Another somewhat upbeat change is that sentiment about overall business conditions in Minnesota is less pessimistic. More leaders believe the economy “will stay the same” in the months ahead (53 percent this quarter, compared with 43 percent in the third quarter’s outlook), and fewer leaders believe it will worsen (28 percent today, compared with 32 percent last quarter).
Bleak, however, is the assessment leaders have on business conditions nationally and internationally, with 43 percent now saying those conditions will worsen in the current quarter— up from 36 percent three months ago. Only 17 percent now say they believe the national/global economy will improve by December 31. This compares with 26 percent of respondents back in late June who believed such improvements would happen by now.
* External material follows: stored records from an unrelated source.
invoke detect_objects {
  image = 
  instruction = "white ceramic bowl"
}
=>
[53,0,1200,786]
Twin Cities Business also asked what leaders’ biggest challenges are expected to be this quarter. The greatest percentage of common-theme answers (18 percent) related to finding new ways to grow revenues. Second highest touched on the difficulty in finding qualified employees (13 percent). The next three most commonly referred-to concerns revolved around maintaining revenues and profit margins (10 percent); government’s negative impact on business—from how Congress behaved with regards to the debt ceiling situation during the summer, to regulations and tax policy (8 percent); and overall economic uncertainty (5 percent).
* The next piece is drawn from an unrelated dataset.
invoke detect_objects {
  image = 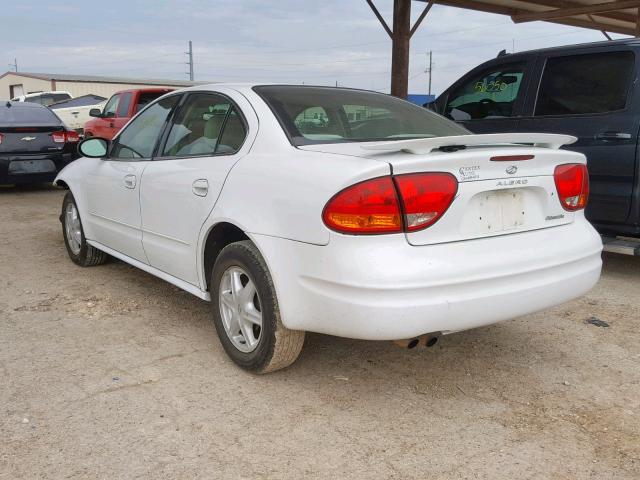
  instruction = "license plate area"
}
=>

While this was the third survey of its kind conducted by Twin Cities Business in the last six months, it was the first to find measurably significant negativity toward Congress and government in general. Minnesota industries where hiring is expected to be the most active during the fourth quarter include health care delivery and services (55 percent of leaders responding to the survey said they’re looking to hire); transportation (42 percent); wholesale trade (41 percent); biotech, med-tech, and pharmaceuticals (40 percent); and IT services, software, and telecom (39 percent). Industries most likely to do nothing on the hiring or firing front are entertainment/hospitality (91 percent of respondents said they’ll maintain employment levels), community/ nonprofits (86 percent); legal services (81 percent); real estate (77 percent); and construction (66 percent). Industries with the most responses from leaders planning to reduce headcount during the fourth quarter are utilities (29 percent say they’ll reduce headcount), banking and finance (19 percent), and architecture/engineering (15 percent).
In terms of capital outlays and infrastructure improvements, IT services, software, and telecom tops the list, with 52 percent of leaders from this industry group saying they’ll be increasing their investments in this area during the fourth quarter. Next highest are transportation (42 percent) and manufacturing (41 percent). Industries decreasing spending the most in this category are architecture/engineering, and insurance.
The biotech/med-tech/pharmaceuticals category will have the greatest increase in research and development spending this quarter, with 40 percent of leaders indicating they’ll spend more here. The next highest is the IT services, software, and telecom category, where 32 percent of leaders expect their companies to spend more on R&D. Industries cutting R&D, from deepest cuts first, are insurance, architecture/ engineering, and construction.
An email with a link to an online survey was sent to 14,473 representatives of Minnesota businesses in late September. The Minnesota Chamber of Commerce provided some of the e-mail addresses used in this outreach. Of the 505 leaders who responded by October 4, 90.6 percent represented privately held businesses.